The same goes with the template pattern too. The code you write in the template’s hooks is being controlled by the template and you don’t get to control it:

class Report(
val women: List<Person>,
val men: List<Person>
) {
fun isEmpty(): Boolean {
return women.isEmpty() && men.isEmpty()
}
}
abstract class ReportGenerator(
private val repository: Repository
) {
fun create(): Report {
val people = repository.fetchAllPeople()
val rawReport = splitByGender(people)
if (rawReport.isEmpty()) {
return rawReport
}
val filteredReport = filter(rawReport)
return sortByName(filteredReport)
}
abstract fun filter(report: Report): Report
//
}
class AdultsReportGenerator(repository: Repository) : ReportGenerator(repository) {
override fun filter(report: Report): Report {
val over21 = { person: Person -> person.age > 21 }
return Report(
report.women.filter(over21),
report.men.filter(over21)
)
}
}
// example:
val generator = AdultsReportGenerator(repository)
val reportWithPeopleOver21 = generator.create()
Template pattern

Both of these examples might seem weird since we are the ones that wrote both the filtering code and the generator so we feel that we control the flow.
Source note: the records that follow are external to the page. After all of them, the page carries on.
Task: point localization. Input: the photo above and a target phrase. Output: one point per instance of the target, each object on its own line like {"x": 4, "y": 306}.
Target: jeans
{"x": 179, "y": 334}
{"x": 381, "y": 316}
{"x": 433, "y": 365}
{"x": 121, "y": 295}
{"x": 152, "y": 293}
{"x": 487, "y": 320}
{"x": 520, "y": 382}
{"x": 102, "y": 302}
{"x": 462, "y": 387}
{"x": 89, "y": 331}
The thing is that we need to separate them in our heads and observe them individually. The generator is the one that controls the flow and dictates the actions that will take place. The filtering code is one of the actions. We just write them, provide them to the generator and that’s it.

IoC through frameworks

Another way of applying IoC is by using frameworks that have adopted it. Most popular are the IoC containers that are used to inject dependencies.
Another example is the android’s framework. In android you don’t have control over an activity’s lifecycle and you simply extend the Activity class and override hooks to run your code.

IoC vs DI

Because of the aforementioned IoC containers, many people assume that dependency injection and IoC are the same. They are not. DI is just a way to help in applying the IoC principle. For example:

class Report(
val women: List<Person>,
val men: List<Person>
) {
fun isEmpty(): Boolean {
return women.isEmpty() && men.isEmpty()
}
}
class ReportGenerator(
private val repository: Repository,
private val filter: (Report) -> Report
) {
fun create(): Report {
val people = repository.fetchAllPeople()
val rawReport = splitByGender(people)
if (rawReport.isEmpty()) {
return rawReport
}
val filteredReport = filter(rawReport)
return sortByName(filteredReport)
}
//
}
// Example:
val withPeopleOver21 = { report: Report ->
val over21 = { person: Person -> person.age > 21 }
Report(
report.women.filter(over21),
report.men.filter(over21)
)
}
val generator = ReportGenerator(repository, withPeopleOver21)
val reportWithPeopleOver21 = generator.create()

we can change the generator and have the filtering code being injected to it by constructor. The inversion is already happening, DI is simply used to provide the extra code.